New study results show which psoriasis therapies perform best, and treatment is a great opportunity in preventing arthritis, says Professor Peter Nash.
Treatment with IL-23 inhibitors reduces the risk of psoriasis progressing to inflammatory arthritis, according to a new American retrospective cohort study.
Approximately one in four psoriasis patients go on to develop psoriatic arthritis, a disabling disease associated with several comorbidities, including premature atherosclerosis, fatty liver and metabolic syndrome.
Preventing the transition from psoriasis to psoriatic or another kind of inflammatory arthritis is the next important treatment challenge, according to Queensland-based rheumatologist Professor Peter Nash.
“It’s a great opportunity to prevent or delay transition on the way to an aspirational cure,” he told Rheumatology Republic.
While therapies to prevent the progression of psoriasis are currently unavailable, a recent study published in the Lancet Rheumatology has explored whether biological therapies can delay the progression to arthritis in psoriasis patients.

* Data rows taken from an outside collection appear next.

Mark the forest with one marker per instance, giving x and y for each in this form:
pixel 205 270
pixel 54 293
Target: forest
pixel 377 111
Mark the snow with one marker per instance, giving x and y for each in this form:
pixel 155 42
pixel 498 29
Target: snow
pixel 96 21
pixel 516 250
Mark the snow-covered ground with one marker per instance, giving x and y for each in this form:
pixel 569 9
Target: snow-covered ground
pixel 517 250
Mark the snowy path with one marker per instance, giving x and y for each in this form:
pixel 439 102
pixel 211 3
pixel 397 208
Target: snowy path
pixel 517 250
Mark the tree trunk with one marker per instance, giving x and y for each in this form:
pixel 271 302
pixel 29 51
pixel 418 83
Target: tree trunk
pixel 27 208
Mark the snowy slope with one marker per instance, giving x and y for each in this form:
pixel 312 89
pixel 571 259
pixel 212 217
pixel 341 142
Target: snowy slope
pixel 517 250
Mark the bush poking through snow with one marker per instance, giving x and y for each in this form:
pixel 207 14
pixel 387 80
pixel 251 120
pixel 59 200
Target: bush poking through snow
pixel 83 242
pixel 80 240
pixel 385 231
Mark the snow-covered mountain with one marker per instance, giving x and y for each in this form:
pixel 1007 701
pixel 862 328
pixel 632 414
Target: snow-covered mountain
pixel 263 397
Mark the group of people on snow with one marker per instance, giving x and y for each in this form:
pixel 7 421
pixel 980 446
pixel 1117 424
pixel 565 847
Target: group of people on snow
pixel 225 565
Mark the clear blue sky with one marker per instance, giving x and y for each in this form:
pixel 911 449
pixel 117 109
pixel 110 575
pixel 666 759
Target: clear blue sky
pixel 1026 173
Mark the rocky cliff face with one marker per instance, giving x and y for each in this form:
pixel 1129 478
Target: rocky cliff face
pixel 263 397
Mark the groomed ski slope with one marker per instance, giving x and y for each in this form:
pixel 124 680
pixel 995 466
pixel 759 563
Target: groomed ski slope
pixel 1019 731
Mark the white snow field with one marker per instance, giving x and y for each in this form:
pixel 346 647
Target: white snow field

Using an electronic medical record database, researchers identified over 15,000 patients with two psoriasis diagnoses separated by at least 30 days as well as a prescription for an FDA-approved biologic for psoriasis, between 2014 and 2022.
Of the included patients, 6% developed inflammatory arthritis (including psoriatic arthritis or another inflammatory form of arthritis). On average, the patients were diagnosed with arthritis 1.5 years after first being prescribed a biologic for arthritis.
Sixty-five percent of patients were prescribed TNF inhibitors as their first biologic therapy. However, these patients had the highest probability of developing arthritis; the risk of developing arthritis was 42% lower in patients initially prescribed an IL-12/23 inhibitor, and 59% lower in those prescribed an IL-23 inhibitor.
There was no significant difference in the risk of developing inflammatory arthritis between patients initially prescribed an IL-17 inhibitor versus a TNF inhibitor.
Previously published research suggests IL-23 plays a key role in developing and maintaining several subsets of T cells responsible for generating IL-17A, IL-17F and IL-22, providing a theoretical mechanism as to how IL-23 inhibitors limit disease progression.
“Drugs with inhibitory activity on these pathways might be effective inhibitors of the pathogenic T cells that potentially drive progression to inflammatory arthritis,” the researchers wrote.
The benefits of IL-23 inhibitors on disease progression were also found in three of the six sensitivity analyses undertaken by the researchers, including if a higher diagnostic threshold for incident arthritis was used.
However, experts have deemed considering IL-23 inhibitors as a first line biological therapy for psoriasis premature.
“Although this study is intriguing and hypothesis-generating, by itself it remains insufficient to spur clinical care towards preferential use of IL-12/23 and IL-23 inhibitors in patients with psoriasis,” Associate Professor Alexis Ogdie and Associate Professor Jose Scher wrote in an accompanying commentary.
Several biologics are currently approved for psoriasis in Australia, including tildrakizumab, guselkumab and risankizumab (IL-23 inhibitors), ustekinumab (IL-12/23 inhibitor), secukinumab (IL-17A inhibitor), bimekizumab (IL-17A/17F inhibitor) and adalimumab and etanercept (TNF inhibitors).
Professor Nash recommended GPs maintain a high level of suspicion when treating patients with a rash, aches and pains.
“The link between the psoriasis rash and their arthritis is difficult to make, as these patients often have negative tests and normal inflammatory markers – which is typical of psoriatic arthritis,” he told Rheumatology Republic.
The five-question psoriasis and epidemiology screening tool, which dermatology patients can complete while in the waiting room, is a simple way to identify people at risk of having inflammatory arthritis in addition to psoriasis.